Dünyanın en güzel coğrafyalarından biri olan Türkiye’miz, tarih boyu pek çok farklı uygarlığa beşiklik yapmıştır. Bu topraklarda yaşamış olan her uygarlık gerek ulusumuzun gerekse bütün insanlığın ortak kültür değerleri arasında yer almaktadır. Ülkemizin güncel bütün maddi ve manevi varlıklarına sahip çıktığımız gibi geçmiş bütün uygarlıkların mirasına da sahip çıkmayı insanî ve ulusal bir görev bilmeliyiz.
Bu bilinçle günümüz Türkiye toplumunun görkemli bir tarihsel süzülüş sonucu inşa edildiği gerçeği hiçbir biçimde yadsınamaz.
Tarihin gelişim aşamaları bağlamında ulusumuz pek çok kaynaktan beslenerek kimliğini oluşturan eşsiz bir toplumdur. Söz konusu kaynakların içinde kimilerince Orta Asya denilen ama bizce Türkistan olarak adlandırılması gereken coğrafya başat önemdedir. Zira dilimizin kaynağı orasıdır. Türk dilinin kökü Orkun’u, Selenge’yi, Altay’ı, Ötüken’i, Hazar’ı, Horasan’ı ve Maveraünnehir’i de içine alan Türkistan’dadır. Ulusumuzun ana gövdesini oluşturan Yörük Türkmen kitleler Anadolu’ya Türkistan’dan göçüp gelmiştir. Bu göç daha sonra Trakya ve Balkanlar’a dek uzanmıştır.
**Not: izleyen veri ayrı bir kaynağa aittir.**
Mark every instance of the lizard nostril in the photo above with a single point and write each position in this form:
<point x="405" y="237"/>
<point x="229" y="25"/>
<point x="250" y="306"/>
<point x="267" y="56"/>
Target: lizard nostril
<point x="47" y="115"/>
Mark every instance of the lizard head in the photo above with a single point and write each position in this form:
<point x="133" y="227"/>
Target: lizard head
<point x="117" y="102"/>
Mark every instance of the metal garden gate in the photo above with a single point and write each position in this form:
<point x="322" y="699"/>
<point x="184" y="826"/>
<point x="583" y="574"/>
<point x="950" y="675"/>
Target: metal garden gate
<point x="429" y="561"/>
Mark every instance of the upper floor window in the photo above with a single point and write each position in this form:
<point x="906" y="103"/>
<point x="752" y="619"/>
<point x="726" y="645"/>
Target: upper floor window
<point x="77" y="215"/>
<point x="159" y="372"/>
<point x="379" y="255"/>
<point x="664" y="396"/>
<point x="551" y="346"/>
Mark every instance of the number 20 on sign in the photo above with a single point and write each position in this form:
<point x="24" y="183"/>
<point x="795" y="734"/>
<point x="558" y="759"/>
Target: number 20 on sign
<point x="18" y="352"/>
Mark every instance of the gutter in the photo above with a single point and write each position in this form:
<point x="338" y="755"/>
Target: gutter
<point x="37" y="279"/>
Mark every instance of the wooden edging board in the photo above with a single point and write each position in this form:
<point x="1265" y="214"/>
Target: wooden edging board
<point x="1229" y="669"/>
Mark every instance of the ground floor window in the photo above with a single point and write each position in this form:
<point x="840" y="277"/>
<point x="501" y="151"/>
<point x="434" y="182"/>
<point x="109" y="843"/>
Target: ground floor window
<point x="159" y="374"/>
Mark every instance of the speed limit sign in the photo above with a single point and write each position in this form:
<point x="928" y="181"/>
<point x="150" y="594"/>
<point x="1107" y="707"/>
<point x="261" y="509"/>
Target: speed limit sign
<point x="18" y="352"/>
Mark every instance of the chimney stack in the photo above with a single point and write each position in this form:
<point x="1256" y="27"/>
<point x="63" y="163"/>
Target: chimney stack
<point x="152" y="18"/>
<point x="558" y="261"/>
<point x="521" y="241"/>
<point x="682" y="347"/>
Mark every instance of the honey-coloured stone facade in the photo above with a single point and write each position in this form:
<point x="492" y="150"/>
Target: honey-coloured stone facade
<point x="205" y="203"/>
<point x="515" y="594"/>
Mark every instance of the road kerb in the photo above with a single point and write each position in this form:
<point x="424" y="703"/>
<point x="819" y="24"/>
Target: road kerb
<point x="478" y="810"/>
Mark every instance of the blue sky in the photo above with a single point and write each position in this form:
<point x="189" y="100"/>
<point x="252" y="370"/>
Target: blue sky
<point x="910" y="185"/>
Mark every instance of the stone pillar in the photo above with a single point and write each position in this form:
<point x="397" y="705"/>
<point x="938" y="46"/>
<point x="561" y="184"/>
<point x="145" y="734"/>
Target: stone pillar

Yörük Türkmen kitleler Anadolu’nun eski halklarıyla yüzyıllarca birlikte yaşamış, iç içe geçmiş, akraba olmuş ve beraberce ortak bir kimlik inşa etmiştir. Bu kimlik, Balkanlar’dan, Kafkasya’dan ve Mezopotamya’dan gelen kitlelerle daha da renkli ve güçlü bir yapıya dönüşmüştür. Bu yapı, Ulusal Kurtuluş Mücadelemizi zafere taşıyan Türk ulusunun ta kendisidir. Çanakkale’de, Dumlupınar’da, Ege’de, Sakarya’da, Antep’te, Maraş’ta, Çukurova’da ve Kıbrıs’ta çelikleşen irade Türkiye’nin uluslaşma iradesidir. Bu irade, TBMM’nin açılışı, Cumhuriyet’in ilanı ve devrim yasalarının kabulüyle iyice perçinlenmiş ve daha da güçlenerek somutlaşmıştır.
Cumhuriyetimizin kurucusu büyük Atatürk bu ülkede yaşayan halkın adını şu özlü sözüyle çok açık bir biçimde ortaya koymuştur:
“Türkiye Cumhuriyeti’ni kuran Türkiye halkına Türk ulusu denir.”
Bu tarihsel, sosyolojik, siyasal ve kültürel gerçekler gün gibi ortada iken, emperyalist özlemler doğrultusunda başlatılan Türkiyelilik söylemi ırkçı ve “Türkofobi” olarak nitelenmesi gereken son derece zararlı bir anlayışı ifade etmektedir.
Türk ulusu yerine Türkiyeliliği ikame etmeye çalışan çevreler, yaklaşık son 10 - 12 yıldır yaşanan mülteci, sığınmacı ve kaçak akınından da yararlanarak toplumumuzu milliyetsizleştirme hedefini gerçekleştirmek istemektedir. Bu nedenle mülteci, kaçak ve sığınmacıların bir an önce ülkelerine geri dönüşleri sağlanmalıdır.
Zira Türk ulusu ile bütünleşme ve kaynaşma iradesinden son derece uzak olan mülteci, sığınmacı ve kaçaklar ülkemizin ulusal kimliğini erozyona uğratmak ve Türkiyelilik adı altında pazarlanmaya çalışılan Emevici Arabizasyon politikası için kaldıraç olarak kullanılmaktadır.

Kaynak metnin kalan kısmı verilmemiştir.